Governance at execution time vs. catalog time

The catalog-execution gap

A data catalog says this dataset contains PII. A column is tagged as "confidential." An ownership record identifies the data steward responsible for access decisions. A classification policy requires audit logging for every query against sensitive tables. These are governance policies, and in most enterprises they exist only in the catalog.

The query engine that actually executes SQL against the data has no knowledge of these policies. It receives a query, checks database-level permissions, and returns results. Whether the query came from a junior analyst, a production pipeline, or an AI agent makes no difference to the query engine. The governance policies in the catalog and the access controls at the execution layer are disconnected systems maintained by different teams.
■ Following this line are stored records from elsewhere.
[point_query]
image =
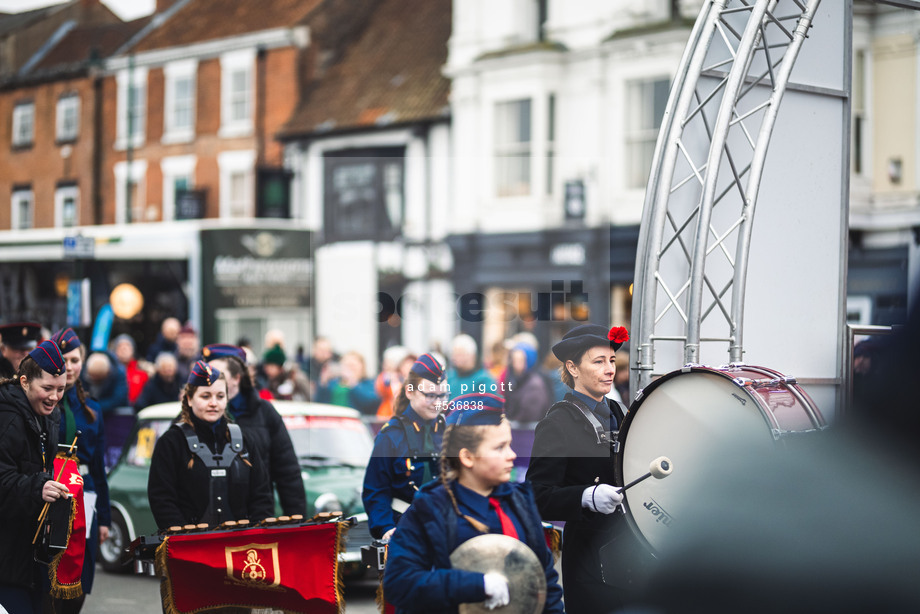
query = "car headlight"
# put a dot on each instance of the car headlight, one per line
(328, 502)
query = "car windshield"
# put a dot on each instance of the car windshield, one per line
(141, 450)
(330, 440)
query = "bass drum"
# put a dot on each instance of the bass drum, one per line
(692, 414)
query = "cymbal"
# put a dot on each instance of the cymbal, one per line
(515, 561)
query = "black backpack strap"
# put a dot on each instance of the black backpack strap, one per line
(602, 435)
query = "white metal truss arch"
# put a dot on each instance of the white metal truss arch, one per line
(705, 177)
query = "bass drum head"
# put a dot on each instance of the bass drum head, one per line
(687, 416)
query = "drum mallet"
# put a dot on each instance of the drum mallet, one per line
(659, 468)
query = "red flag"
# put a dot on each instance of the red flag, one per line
(294, 569)
(67, 566)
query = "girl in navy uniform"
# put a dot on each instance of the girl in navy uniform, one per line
(180, 487)
(28, 442)
(79, 413)
(473, 497)
(572, 472)
(407, 448)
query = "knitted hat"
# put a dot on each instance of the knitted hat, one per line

This disconnection has always been a problem. AI agents make it a crisis. An agent can discover in the catalog that a dataset is classified as PII, then query it through a separate, ungoverned SQL connection. The catalog told the agent the data is sensitive. Nothing prevented the agent from accessing it.

The gap

Catalog

Knows the policies

• PII classification tags
• Ownership + stewards
• Access requirements
• Audit requirements

The gap

no shared enforcement

Query engine

Executes queries

• DB-level permissions only
• No catalog awareness
• No classification check
• No audit correlation

The catalog knows the policy. The query engine does not check the catalog before executing. Agents take the efficient path, which means straight through the gap.
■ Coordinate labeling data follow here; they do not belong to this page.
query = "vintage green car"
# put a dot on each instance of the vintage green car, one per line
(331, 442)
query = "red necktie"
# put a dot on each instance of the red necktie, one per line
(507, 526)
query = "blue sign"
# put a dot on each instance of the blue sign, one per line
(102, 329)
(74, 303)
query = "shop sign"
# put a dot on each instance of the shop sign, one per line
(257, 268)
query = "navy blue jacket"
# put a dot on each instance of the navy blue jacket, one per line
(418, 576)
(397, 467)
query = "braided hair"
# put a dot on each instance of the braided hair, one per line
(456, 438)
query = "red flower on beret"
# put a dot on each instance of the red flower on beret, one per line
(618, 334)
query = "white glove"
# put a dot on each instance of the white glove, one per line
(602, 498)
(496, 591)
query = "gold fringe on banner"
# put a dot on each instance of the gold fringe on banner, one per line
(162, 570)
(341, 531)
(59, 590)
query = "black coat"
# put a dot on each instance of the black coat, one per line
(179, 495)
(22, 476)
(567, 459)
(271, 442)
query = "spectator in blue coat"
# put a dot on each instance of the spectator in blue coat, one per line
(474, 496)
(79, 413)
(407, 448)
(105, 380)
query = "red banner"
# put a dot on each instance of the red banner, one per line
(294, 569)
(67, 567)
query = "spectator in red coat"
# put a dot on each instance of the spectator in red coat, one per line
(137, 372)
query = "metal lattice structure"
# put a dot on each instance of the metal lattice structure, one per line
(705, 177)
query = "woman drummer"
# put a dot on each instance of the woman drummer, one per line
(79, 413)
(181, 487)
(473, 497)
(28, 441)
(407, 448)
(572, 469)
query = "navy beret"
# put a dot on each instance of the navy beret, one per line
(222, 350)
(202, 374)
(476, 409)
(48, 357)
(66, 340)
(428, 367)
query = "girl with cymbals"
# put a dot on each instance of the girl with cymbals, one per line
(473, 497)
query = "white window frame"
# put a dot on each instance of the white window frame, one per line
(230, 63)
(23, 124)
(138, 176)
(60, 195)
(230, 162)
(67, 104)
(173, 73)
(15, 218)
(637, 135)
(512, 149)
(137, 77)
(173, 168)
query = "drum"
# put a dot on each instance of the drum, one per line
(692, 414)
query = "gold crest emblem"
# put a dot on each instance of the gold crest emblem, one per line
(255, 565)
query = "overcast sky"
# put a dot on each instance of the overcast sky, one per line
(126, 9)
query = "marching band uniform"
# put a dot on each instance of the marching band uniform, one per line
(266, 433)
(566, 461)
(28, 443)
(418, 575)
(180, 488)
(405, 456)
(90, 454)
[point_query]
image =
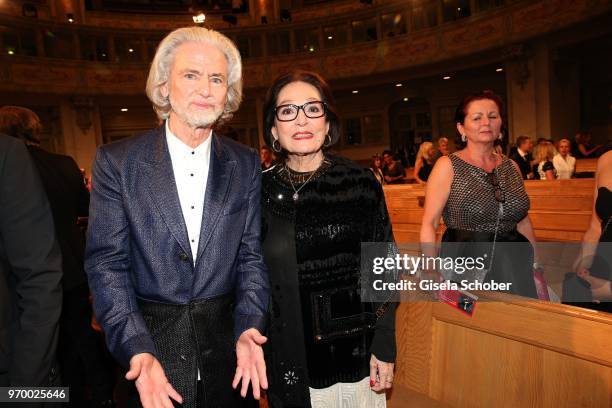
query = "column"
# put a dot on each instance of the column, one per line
(81, 129)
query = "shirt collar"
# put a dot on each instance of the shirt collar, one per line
(179, 150)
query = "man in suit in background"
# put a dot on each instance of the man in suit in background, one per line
(173, 247)
(522, 156)
(80, 354)
(30, 273)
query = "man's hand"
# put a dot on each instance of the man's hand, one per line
(250, 366)
(381, 374)
(153, 386)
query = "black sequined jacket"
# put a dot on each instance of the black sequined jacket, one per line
(320, 333)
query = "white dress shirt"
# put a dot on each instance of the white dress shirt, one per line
(190, 166)
(565, 167)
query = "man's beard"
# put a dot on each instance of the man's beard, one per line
(202, 119)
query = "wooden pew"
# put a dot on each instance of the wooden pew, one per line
(512, 352)
(560, 209)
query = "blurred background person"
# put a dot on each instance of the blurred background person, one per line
(583, 148)
(424, 162)
(392, 169)
(564, 163)
(594, 263)
(30, 274)
(543, 155)
(377, 169)
(82, 358)
(266, 156)
(317, 210)
(521, 155)
(482, 198)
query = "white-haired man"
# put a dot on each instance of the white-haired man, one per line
(173, 252)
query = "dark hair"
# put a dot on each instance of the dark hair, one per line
(314, 79)
(21, 123)
(374, 158)
(461, 110)
(521, 139)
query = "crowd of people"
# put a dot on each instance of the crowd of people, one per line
(216, 273)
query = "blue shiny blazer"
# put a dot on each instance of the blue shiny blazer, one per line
(137, 243)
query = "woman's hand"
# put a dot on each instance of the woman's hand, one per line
(381, 374)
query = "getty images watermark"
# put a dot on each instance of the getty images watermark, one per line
(474, 267)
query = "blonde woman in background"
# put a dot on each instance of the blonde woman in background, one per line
(543, 155)
(564, 162)
(424, 162)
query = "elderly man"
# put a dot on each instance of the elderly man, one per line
(173, 252)
(30, 274)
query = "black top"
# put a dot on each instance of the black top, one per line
(473, 215)
(69, 199)
(320, 332)
(30, 273)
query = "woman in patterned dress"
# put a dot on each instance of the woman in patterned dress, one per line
(481, 196)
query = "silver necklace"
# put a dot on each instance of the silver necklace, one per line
(296, 194)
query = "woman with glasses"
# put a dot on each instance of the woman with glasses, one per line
(481, 196)
(325, 346)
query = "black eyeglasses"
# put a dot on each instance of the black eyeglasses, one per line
(312, 110)
(500, 197)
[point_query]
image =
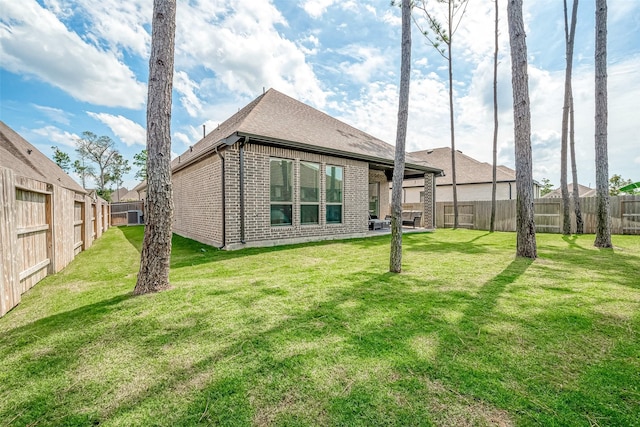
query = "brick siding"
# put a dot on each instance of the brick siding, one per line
(197, 199)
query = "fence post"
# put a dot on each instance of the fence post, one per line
(10, 294)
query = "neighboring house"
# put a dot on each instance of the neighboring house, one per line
(474, 179)
(117, 195)
(583, 191)
(279, 171)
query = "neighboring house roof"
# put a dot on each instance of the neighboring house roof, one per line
(468, 169)
(583, 191)
(17, 154)
(130, 196)
(276, 119)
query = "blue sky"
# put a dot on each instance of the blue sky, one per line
(70, 66)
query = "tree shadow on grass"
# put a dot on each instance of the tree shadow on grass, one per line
(344, 356)
(187, 252)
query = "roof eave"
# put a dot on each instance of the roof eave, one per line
(329, 151)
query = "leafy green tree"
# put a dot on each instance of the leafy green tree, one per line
(61, 158)
(547, 187)
(616, 182)
(525, 223)
(101, 151)
(603, 220)
(140, 161)
(119, 169)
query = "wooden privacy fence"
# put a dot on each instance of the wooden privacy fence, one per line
(624, 211)
(42, 228)
(127, 213)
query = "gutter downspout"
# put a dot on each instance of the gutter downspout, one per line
(224, 202)
(433, 218)
(242, 239)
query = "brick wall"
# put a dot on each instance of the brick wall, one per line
(428, 219)
(258, 230)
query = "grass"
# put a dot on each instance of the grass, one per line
(322, 334)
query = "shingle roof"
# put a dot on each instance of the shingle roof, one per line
(17, 154)
(276, 118)
(468, 169)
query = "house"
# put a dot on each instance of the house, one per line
(46, 218)
(117, 195)
(474, 179)
(279, 171)
(583, 191)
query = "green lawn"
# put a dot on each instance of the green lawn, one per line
(322, 334)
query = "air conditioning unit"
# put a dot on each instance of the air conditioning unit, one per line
(134, 217)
How agents exploit governance gaps

AI agents are optimization engines. Given a goal and a set of available tools, they will find the most efficient path to results. If the most efficient path bypasses governance controls, the agent will take it. Nothing about that is malicious. Give an agent tools with inconsistent access controls and this is the predictable result.
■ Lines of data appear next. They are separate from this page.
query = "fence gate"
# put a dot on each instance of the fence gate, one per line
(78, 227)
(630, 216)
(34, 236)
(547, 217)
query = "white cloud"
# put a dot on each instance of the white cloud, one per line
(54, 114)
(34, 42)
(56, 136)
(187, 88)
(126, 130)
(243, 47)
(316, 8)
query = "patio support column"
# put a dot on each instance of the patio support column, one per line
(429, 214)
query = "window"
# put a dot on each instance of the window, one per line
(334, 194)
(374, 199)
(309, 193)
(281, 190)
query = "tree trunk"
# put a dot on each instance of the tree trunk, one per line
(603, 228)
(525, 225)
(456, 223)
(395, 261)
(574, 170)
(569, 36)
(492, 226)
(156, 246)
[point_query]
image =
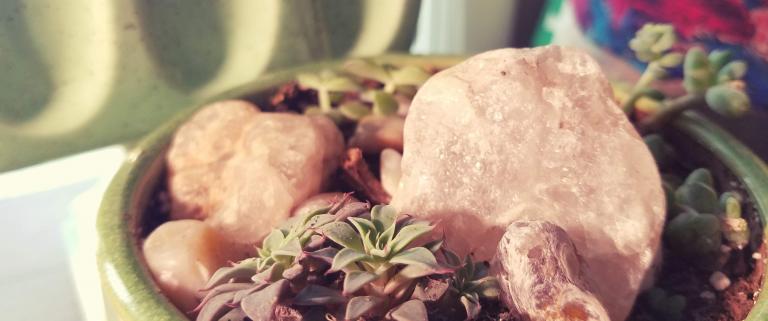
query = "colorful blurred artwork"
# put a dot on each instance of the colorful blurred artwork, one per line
(738, 25)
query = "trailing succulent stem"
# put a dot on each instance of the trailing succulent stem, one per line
(714, 79)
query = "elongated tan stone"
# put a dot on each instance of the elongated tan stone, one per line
(516, 134)
(541, 276)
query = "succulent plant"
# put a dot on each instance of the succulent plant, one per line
(714, 79)
(379, 263)
(697, 230)
(469, 284)
(735, 227)
(665, 306)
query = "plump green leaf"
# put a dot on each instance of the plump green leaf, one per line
(718, 58)
(346, 257)
(362, 225)
(325, 254)
(355, 280)
(727, 101)
(407, 234)
(274, 240)
(671, 60)
(697, 76)
(700, 175)
(343, 234)
(359, 306)
(291, 247)
(736, 232)
(471, 303)
(409, 76)
(415, 256)
(216, 307)
(317, 295)
(354, 110)
(690, 233)
(243, 270)
(434, 245)
(311, 81)
(730, 205)
(384, 104)
(261, 305)
(733, 70)
(383, 216)
(412, 310)
(367, 69)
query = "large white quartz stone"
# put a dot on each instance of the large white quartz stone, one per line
(535, 134)
(242, 171)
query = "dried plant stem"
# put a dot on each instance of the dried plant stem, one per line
(669, 110)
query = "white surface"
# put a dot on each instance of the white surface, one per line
(44, 244)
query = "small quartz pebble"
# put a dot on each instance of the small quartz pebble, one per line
(719, 281)
(707, 295)
(243, 171)
(390, 161)
(375, 133)
(535, 133)
(182, 255)
(540, 274)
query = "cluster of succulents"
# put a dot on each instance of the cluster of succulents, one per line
(346, 262)
(713, 79)
(379, 98)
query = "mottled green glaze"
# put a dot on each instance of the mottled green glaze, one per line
(78, 74)
(129, 290)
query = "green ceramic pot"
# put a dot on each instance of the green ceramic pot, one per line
(129, 290)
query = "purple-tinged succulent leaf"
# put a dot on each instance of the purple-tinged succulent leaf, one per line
(359, 306)
(434, 246)
(293, 272)
(240, 295)
(346, 257)
(318, 295)
(243, 270)
(471, 304)
(352, 210)
(413, 310)
(272, 273)
(235, 314)
(216, 307)
(261, 305)
(343, 234)
(355, 280)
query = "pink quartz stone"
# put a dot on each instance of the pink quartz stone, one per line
(535, 134)
(540, 274)
(243, 171)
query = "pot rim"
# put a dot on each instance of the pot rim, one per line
(128, 287)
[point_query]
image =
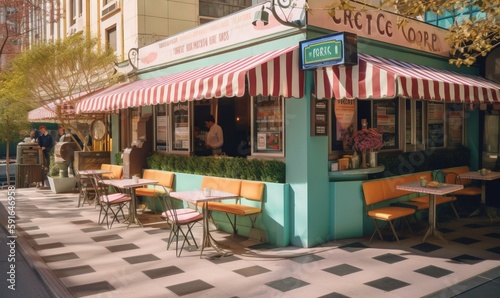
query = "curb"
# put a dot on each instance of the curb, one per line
(52, 283)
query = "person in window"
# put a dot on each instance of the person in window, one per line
(46, 143)
(214, 138)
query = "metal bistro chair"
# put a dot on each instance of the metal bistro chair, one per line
(178, 218)
(86, 189)
(108, 201)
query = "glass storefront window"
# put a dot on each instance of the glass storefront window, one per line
(455, 124)
(435, 125)
(180, 119)
(162, 143)
(385, 120)
(268, 124)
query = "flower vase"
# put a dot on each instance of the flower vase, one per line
(373, 159)
(363, 160)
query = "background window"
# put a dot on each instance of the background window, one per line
(268, 131)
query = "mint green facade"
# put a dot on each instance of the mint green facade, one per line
(308, 209)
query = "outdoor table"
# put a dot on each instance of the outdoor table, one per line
(440, 190)
(476, 175)
(130, 185)
(88, 174)
(198, 196)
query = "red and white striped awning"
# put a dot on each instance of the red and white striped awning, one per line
(275, 73)
(48, 111)
(376, 77)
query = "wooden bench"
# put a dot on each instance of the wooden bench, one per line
(116, 171)
(452, 176)
(385, 204)
(165, 182)
(248, 203)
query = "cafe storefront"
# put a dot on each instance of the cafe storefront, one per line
(246, 72)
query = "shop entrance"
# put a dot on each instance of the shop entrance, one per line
(233, 115)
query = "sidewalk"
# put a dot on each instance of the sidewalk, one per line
(88, 260)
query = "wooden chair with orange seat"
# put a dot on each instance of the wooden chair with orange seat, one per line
(154, 192)
(452, 176)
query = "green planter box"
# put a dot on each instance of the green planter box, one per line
(272, 226)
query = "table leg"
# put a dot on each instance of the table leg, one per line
(133, 213)
(432, 230)
(208, 240)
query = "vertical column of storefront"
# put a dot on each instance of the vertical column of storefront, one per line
(307, 173)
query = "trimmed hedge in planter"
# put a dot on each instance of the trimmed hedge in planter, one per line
(229, 167)
(400, 163)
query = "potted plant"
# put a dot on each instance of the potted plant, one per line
(57, 183)
(368, 140)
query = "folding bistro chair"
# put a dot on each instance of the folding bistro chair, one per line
(177, 219)
(108, 201)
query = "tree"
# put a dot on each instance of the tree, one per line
(13, 117)
(469, 39)
(62, 71)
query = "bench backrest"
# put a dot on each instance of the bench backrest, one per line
(164, 178)
(375, 191)
(224, 184)
(252, 190)
(452, 173)
(116, 171)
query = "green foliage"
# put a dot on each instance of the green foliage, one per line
(229, 167)
(400, 163)
(118, 158)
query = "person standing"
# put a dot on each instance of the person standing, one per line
(46, 143)
(215, 138)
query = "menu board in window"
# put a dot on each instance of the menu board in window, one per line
(385, 116)
(319, 117)
(455, 120)
(435, 124)
(161, 127)
(181, 126)
(268, 123)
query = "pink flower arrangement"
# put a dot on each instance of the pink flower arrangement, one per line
(367, 140)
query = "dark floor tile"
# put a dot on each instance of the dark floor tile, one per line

A typical multi-tool agent deployment includes an MCP server for the data catalog, a separate MCP server for the query engine, and possibly a third for object storage. The catalog MCP server enforces its own access controls. The query engine MCP server enforces different access controls. The agent can read metadata about datasets it cannot query, and it can query datasets it cannot see metadata for. The governance model has gaps at every seam between tools.

Session-level consistency is another gap. An agent may check permissions at the start of a session but not on subsequent queries. It may verify that the user has access to a catalog entity but not verify that the same user has access to the underlying data through the query engine. These inconsistencies create windows where governance policies are not enforced.

AI agents are optimization engines. If the most efficient path bypasses governance controls, the agent will take it. This is not malicious. It is the predictable result of inconsistent access controls.
Why agents force the question

The fail-closed model

A fail-closed security model denies access when the system cannot determine whether access should be allowed. Missing credentials, expired tokens, unrecognized roles, and configuration errors all result in denial, never bypass. This is the opposite of the fail-open models common in development tools, where missing configuration defaults to full access.

Fail-closed is the only viable security posture for AI agents accessing enterprise data. An agent that receives full access by default when authentication fails is an agent that will eventually access data it should not. The probability approaches certainty as the number of agents, sessions, and configuration changes increases.

The fail-closed model extends to authorization. No persona assigned means zero tool access. The default state for a new user is no access. Access must be explicitly granted through persona configuration that maps identity provider roles to tool allow patterns. This closed-by-default posture ensures that misconfiguration results in denied access, not unauthorized access.

The only viable posture

Typical dev default

Fail-open

Missing credentials default to full access
New users start with broad permissions
Config errors degrade to permissive behavior
Probability of breach approaches certainty at scale

Plexara default

Fail-closed

Missing credentials produce denial
New users start with zero tool access
No persona assigned means no capability
Misconfiguration results in denied access, never unauthorized access

Fail-open defaults are catastrophic with agents at scale. Misconfiguration must result in denial, never bypass.

Persona-based tool filtering

Persona configuration maps roles from an identity provider to sets of allowed and denied tools. An analyst persona might allow all query and catalog read tools but deny write operations and administrative tools. A steward persona might allow catalog write tools but deny direct data query tools. An admin persona might allow everything.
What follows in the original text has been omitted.